We extracted the class comments from selected projects into a joint dataset available on Zenodo.
| Language | Project | Project Homepage |
|---|---|---|
| Java | Eclipse | github.com/eclipse |
| Java | Guava | github.com/google/guava |
| Java | Guice | github.com/google/guice |
| Java | Hadoop | github.com/apache/hadoop |
| Java | Spark | github.com/apache/spark |
| Java | Vaadin | github.com/vaadin/framework |
| Pharo | GToolkit | github.com/feenkcom/gtoolkit |
| Pharo | Moose | github.com/moosetechnology/Moose |
| Pharo | PetitParser | github.com/moosetechnology/PetitParser |
| Pharo | Pillar | github.com/pillar-markup/pillar |
| Pharo | PolyMath | github.com/PolyMathOrg/PolyMath |
| Pharo | Roassal2 | github.com/ObjectProfile/Roassal2 |
| Pharo | Seaside | github.com/SeasideSt/Seaside |
| Python | Django | github.com/django |
| Python | IPython | github.com/ipython/ipython |
| Python | Mailpile | github.com/mailpile/Mailpile |
| Python | Pandas | github.com/pandas-dev/pandas |
| Python | Pipenv | github.com/pypa/pipenv |
| Python | Pytorch | github.com/pytorch/pytorch |
| Python | Requests | github.com/psf/requests/ |
| Language | Category | precision | recall | f1 | |
|---|---|---|---|---|---|
| 0 | java | summary | 0.873385 | 0.829448 | 0.85085 |
| 1 | java | Ownership | 1 | 1 | 1 |
| 2 | java | Expand | 0.323529 | 0.444444 | 0.374468 |
| 3 | java | usage | 0.911043 | 0.818182 | 0.862119 |
| 4 | java | Pointer | 0.738255 | 0.940171 | 0.827068 |
| 5 | java | deprecation | 0.818182 | 0.6 | 0.692308 |
| 6 | java | rational | 0.162162 | 0.295082 | 0.209302 |
| 7 | python | Usage | 0.700787 | 0.735537 | 0.717742 |
| 8 | python | Parameters | 0.793893 | 0.8125 | 0.803089 |
| 9 | python | DevelopmentNotes | 0.243902 | 0.487805 | 0.325203 |
| 10 | python | Expand | 0.433628 | 0.765625 | 0.553672 |
| 11 | python | Summary | 0.648649 | 0.585366 | 0.615385 |
| 12 | pharo | Keyimplementationpoints | 0.636364 | 0.651163 | 0.643678 |
| 13 | pharo | Example | 0.872881 | 0.903509 | 0.887931 |
| 14 | pharo | Responsibilities | 0.596154 | 0.596154 | 0.596154 |
| 15 | pharo | Classreferences | 0.2 | 0.5 | 0.285714 |
| 16 | pharo | Intent | 0.71875 | 0.766667 | 0.741935 |
| 17 | pharo | Keymessages | 0.68 | 0.790698 | 0.731183 |
| 18 | pharo | Collaborators | 0.26087 | 0.6 | 0.363636 |
We trained and tested 3 multi-class classifiers (one for each language) based on Al-Kaswan et al. on the provided training and test sets.
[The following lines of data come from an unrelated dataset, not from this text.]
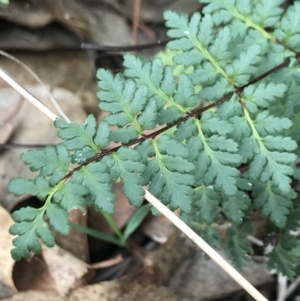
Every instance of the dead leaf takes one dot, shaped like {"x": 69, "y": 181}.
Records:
{"x": 55, "y": 269}
{"x": 144, "y": 281}
{"x": 76, "y": 242}
{"x": 37, "y": 296}
{"x": 122, "y": 214}
{"x": 7, "y": 263}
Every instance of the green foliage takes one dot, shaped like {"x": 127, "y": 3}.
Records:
{"x": 223, "y": 106}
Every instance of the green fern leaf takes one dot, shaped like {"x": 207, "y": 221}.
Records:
{"x": 262, "y": 95}
{"x": 58, "y": 219}
{"x": 207, "y": 201}
{"x": 125, "y": 163}
{"x": 52, "y": 161}
{"x": 273, "y": 203}
{"x": 288, "y": 33}
{"x": 235, "y": 207}
{"x": 38, "y": 187}
{"x": 72, "y": 196}
{"x": 167, "y": 174}
{"x": 268, "y": 124}
{"x": 30, "y": 227}
{"x": 96, "y": 179}
{"x": 78, "y": 136}
{"x": 281, "y": 258}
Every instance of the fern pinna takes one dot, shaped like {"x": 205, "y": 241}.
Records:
{"x": 222, "y": 142}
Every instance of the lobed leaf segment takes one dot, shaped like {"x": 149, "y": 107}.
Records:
{"x": 220, "y": 164}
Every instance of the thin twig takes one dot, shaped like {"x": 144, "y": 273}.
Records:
{"x": 26, "y": 94}
{"x": 58, "y": 108}
{"x": 281, "y": 287}
{"x": 136, "y": 18}
{"x": 245, "y": 284}
{"x": 119, "y": 49}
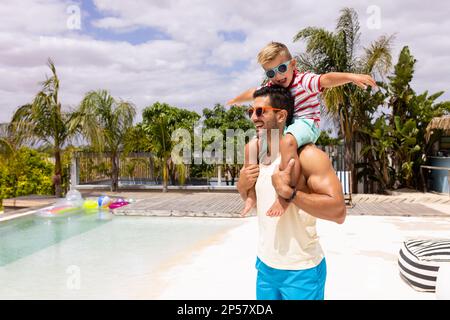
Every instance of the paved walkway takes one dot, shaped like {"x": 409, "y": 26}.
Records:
{"x": 230, "y": 205}
{"x": 214, "y": 204}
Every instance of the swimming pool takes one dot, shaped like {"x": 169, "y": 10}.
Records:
{"x": 85, "y": 257}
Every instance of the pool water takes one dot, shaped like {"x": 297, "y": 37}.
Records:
{"x": 88, "y": 257}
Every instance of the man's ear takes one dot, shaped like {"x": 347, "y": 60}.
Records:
{"x": 281, "y": 116}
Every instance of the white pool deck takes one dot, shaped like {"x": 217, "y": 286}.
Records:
{"x": 361, "y": 260}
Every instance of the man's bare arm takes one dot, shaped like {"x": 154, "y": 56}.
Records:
{"x": 326, "y": 200}
{"x": 248, "y": 175}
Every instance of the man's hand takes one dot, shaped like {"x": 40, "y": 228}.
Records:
{"x": 248, "y": 176}
{"x": 282, "y": 179}
{"x": 363, "y": 80}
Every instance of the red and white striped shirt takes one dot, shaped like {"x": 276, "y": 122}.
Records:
{"x": 305, "y": 88}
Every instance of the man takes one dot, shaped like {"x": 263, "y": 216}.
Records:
{"x": 290, "y": 261}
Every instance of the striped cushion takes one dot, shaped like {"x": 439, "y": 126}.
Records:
{"x": 419, "y": 262}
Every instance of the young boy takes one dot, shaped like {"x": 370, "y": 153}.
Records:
{"x": 280, "y": 69}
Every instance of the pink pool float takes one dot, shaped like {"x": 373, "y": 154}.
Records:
{"x": 118, "y": 203}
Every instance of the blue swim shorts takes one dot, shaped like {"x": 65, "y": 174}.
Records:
{"x": 276, "y": 284}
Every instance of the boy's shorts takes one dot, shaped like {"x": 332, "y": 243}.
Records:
{"x": 276, "y": 284}
{"x": 304, "y": 130}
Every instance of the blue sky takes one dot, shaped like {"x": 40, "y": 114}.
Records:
{"x": 191, "y": 54}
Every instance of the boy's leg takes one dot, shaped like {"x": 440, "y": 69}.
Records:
{"x": 288, "y": 150}
{"x": 251, "y": 157}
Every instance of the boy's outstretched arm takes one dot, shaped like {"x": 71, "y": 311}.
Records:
{"x": 243, "y": 97}
{"x": 335, "y": 79}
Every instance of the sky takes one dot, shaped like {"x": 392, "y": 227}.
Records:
{"x": 191, "y": 54}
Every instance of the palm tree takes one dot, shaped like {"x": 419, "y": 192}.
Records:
{"x": 6, "y": 145}
{"x": 104, "y": 121}
{"x": 160, "y": 120}
{"x": 42, "y": 121}
{"x": 337, "y": 52}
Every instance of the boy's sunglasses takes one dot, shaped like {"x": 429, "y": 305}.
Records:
{"x": 259, "y": 111}
{"x": 282, "y": 68}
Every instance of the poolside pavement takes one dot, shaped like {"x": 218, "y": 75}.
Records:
{"x": 361, "y": 257}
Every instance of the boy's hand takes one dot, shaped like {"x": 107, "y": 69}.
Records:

The models are available on the HuggingFace Hub.
The summary of the baseline results is provided in baseline_results_summary.csv.
We provide a notebook to train our baseline classifiers and to run the evaluations locally and on Google Colab (note that the final evaluation and score calculation needs to be performed on Google Colab).